I think pop, short for soda pop, is a northern thing, but Buffet's line had nothing to do with the beverage and everything to do with the container, i.e., a can for which one did not need a can opener or "church key".
I refer you to the country classic "Pop a top".
And it was "blew out my flip-flop, stepped on a pop top, cut my heel, had to cruise on back home"
CTListener said:firepoint525 said:Okay, I am probably overanalyzing this one, but maybe the ghost of that girl is speaking to him through that hoot owl. All I know is that if a hoot owl had howled outside someone's window for six nights in a row down in west Tennessee where I grew up, someone would have shot it by then! ;DCTListener said:And in the last verse, you have an ambiguous pronoun: "There's been a hoot owl howlin' outside my window now for six nights in a row / She's coming for me, I know, and on Wildfire we're both gonna go." That "she's" has nothing to refer to but the hoot owl. So does the singer ride off on the horse with the owl perched on his shoulder?

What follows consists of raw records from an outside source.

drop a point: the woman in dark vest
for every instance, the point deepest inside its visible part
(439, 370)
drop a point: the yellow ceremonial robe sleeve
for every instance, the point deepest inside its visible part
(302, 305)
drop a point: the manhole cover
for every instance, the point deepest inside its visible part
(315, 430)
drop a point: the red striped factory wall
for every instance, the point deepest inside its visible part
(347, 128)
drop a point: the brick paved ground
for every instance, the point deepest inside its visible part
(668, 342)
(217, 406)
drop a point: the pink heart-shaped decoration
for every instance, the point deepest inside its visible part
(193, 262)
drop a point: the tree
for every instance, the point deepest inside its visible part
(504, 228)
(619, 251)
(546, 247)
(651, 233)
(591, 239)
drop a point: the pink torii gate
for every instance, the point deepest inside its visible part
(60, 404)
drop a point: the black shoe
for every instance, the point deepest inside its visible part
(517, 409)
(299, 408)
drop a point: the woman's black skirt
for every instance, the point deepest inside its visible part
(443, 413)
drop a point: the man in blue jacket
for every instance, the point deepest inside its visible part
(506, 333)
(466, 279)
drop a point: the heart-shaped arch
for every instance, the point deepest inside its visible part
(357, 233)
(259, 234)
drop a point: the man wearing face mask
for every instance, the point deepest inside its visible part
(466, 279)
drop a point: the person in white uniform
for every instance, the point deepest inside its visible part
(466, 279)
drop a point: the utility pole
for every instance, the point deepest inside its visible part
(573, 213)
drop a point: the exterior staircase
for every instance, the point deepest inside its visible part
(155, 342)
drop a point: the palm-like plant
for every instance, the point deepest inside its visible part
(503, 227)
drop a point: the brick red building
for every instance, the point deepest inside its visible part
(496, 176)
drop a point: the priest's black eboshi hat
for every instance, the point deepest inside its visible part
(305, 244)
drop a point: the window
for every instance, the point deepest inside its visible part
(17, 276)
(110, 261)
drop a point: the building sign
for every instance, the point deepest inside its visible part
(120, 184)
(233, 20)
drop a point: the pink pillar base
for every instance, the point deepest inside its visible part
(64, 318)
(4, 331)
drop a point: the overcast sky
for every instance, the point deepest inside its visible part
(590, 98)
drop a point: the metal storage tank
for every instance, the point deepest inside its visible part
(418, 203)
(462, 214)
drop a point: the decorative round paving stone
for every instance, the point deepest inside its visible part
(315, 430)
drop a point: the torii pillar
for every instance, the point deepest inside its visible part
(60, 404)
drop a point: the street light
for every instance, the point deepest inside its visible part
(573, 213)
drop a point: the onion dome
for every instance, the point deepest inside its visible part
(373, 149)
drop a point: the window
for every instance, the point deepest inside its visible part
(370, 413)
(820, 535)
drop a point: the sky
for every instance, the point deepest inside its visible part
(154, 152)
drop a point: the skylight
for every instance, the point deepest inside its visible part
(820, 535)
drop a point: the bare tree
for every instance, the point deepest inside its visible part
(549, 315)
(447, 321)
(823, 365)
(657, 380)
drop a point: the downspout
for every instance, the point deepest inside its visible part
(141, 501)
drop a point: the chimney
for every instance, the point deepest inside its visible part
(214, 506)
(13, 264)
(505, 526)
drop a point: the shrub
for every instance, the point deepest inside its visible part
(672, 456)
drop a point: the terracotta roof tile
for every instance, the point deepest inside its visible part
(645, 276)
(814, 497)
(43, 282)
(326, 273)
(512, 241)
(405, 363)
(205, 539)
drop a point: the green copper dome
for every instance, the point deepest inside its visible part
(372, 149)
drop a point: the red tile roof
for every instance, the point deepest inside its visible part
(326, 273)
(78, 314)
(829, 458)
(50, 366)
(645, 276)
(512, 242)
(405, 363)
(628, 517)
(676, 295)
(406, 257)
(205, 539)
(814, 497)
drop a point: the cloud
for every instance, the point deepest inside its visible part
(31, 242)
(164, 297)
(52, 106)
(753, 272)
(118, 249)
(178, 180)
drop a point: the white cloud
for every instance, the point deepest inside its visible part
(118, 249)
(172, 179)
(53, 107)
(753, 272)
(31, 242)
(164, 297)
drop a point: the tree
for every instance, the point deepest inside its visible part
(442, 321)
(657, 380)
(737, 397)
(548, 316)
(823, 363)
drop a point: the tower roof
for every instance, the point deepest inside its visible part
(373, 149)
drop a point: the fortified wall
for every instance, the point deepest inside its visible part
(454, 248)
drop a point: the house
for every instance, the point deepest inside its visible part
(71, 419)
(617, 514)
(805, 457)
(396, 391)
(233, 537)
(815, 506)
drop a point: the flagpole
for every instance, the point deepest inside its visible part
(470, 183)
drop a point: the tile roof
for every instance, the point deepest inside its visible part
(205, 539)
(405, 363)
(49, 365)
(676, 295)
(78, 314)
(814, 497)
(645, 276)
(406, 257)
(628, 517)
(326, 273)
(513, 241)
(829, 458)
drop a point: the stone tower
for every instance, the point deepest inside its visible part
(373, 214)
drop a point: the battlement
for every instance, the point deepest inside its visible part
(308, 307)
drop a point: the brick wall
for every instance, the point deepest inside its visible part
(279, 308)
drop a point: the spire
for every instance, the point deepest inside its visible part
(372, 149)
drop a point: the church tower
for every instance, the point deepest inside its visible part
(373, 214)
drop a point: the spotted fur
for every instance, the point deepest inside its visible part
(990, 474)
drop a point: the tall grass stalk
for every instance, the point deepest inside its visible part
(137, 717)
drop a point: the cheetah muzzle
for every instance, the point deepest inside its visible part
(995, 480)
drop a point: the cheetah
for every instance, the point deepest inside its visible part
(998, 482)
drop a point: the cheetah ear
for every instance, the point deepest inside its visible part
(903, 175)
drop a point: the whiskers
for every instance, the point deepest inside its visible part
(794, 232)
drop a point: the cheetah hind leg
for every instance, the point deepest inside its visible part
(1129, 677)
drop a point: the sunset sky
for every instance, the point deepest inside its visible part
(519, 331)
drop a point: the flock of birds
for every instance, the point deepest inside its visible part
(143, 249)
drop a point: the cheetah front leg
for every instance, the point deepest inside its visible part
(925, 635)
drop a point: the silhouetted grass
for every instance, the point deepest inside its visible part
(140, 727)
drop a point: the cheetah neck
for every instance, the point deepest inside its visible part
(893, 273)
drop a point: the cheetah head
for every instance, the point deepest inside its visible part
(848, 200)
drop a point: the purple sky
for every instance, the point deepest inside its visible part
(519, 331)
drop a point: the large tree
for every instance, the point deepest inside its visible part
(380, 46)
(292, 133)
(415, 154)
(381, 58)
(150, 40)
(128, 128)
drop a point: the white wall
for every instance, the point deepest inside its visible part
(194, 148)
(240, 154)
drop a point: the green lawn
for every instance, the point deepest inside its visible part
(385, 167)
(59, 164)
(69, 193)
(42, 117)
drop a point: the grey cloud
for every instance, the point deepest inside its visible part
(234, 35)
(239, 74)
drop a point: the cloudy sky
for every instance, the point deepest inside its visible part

Interesting to note that Michael (Martin) Murphey, by then a country singer, won a grammy for "best new artist" in 1983 on the strength of his 1982 hit, "What's Forever For." Apparently, they had forgotten about "Wildfire" and a couple of other minor hits that he had had in the '70s. (He later went on to sing "western" music. He probably had that subgenre almost entirely to himself!)